Start by making the host service start at boot even when nobody logs in:
```sh
sudo loginctl enable-linger "$USER"
```
Then bring up a session automatically, depending on your desktop:
### Headless GNOME
Have GDM auto-login your user, so a GNOME Wayland session is always running:
```ini
# /etc/gdm3/custom.conf (Ubuntu) · /etc/gdm/custom.conf (Fedora)
[daemon]
AutomaticLoginEnable = true
AutomaticLogin = your-user
```
Then **disable the screen lock** — a locked GNOME session blocks screen capture, and there's no one to
unlock a headless box:
```sh
gsettings set org.gnome.desktop.screensaver lock-enabled false
gsettings set org.gnome.desktop.session idle-delay 0
```
Enable the host user service (section A) and reboot. The host comes up on the auto-login session.
### Headless KDE
punktfunk ships a unit that brings up a headless KWin/Plasma session with no display manager, so the
host has a desktop to stream even with no monitor attached:
```sh
cp scripts/punktfunk-kde-session.service scripts/punktfunk-host.service ~/.config/systemd/user/
# host.env: PUNKTFUNK_COMPOSITOR=kwin, WAYLAND_DISPLAY=wayland-kde
systemctl --user daemon-reload
systemctl --user enable punktfunk-kde-session punktfunk-host
sudo loginctl enable-linger "$USER"
reboot
```
The session unit starts headless KWin; the host unit follows it and starts listening. (KWin only needs
to be up by the time a client connects, so the ordering is soft.)
### Headless Bazzite
On Bazzite, the host launches its own gamescope/Steam session per client, so you don't need a separate
session unit — see [Bazzite](/docs/bazzite).
## Windows
> punktfunk has first-class **Linux and Windows** hosts. On Windows it ships as a signed installer
> with an SCM service and a virtual-display driver — including punktfunk's own **indirect display
> driver** the host pushes frames straight into. The Windows host is newer than the Linux host. (Not
> to be confused with the Windows *client*, which streams *to* a Windows PC.)

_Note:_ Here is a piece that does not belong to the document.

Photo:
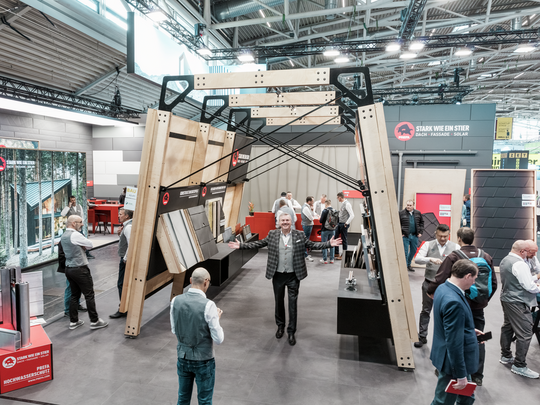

On Windows the host runs as a `LocalSystem` service that launches into the interactive session, so it
captures the secure desktop (UAC / lock screen) and survives reboots with nobody logged in — the same
model Sunshine/Apollo use.
The easy path is the **signed installer**: download `punktfunk-host-setup-<ver>.exe` from the package
registry ([`punktfunk-host-windows`](https://git.unom.io/unom/-/packages)) and run it. It drops the host
into `C:\Program Files\punktfunk`, installs the bundled **pf-vdisplay** virtual-display driver, and
registers + starts the service for you (`/VERYSILENT` for unattended). Upgrades and uninstall are
handled through Add/Remove Programs.
Prefer the CLI? Run `punktfunk-host service install` from an elevated prompt — see
[Windows service](https://git.unom.io/unom/punktfunk/src/branch/main/docs/windows-service.md). For
hardware encode you need a GPU — NVIDIA (NVENC), AMD (AMF), or Intel (QSV); the host falls back to
software H.264 without one.
## Verifying
After a reboot, from another machine on the network:
```sh
punktfunk-probe --discover # or just look for the host in a native client / Moonlight
```
If the host is listed, it's up. If not, check `journalctl --user -u punktfunk-host` on the host.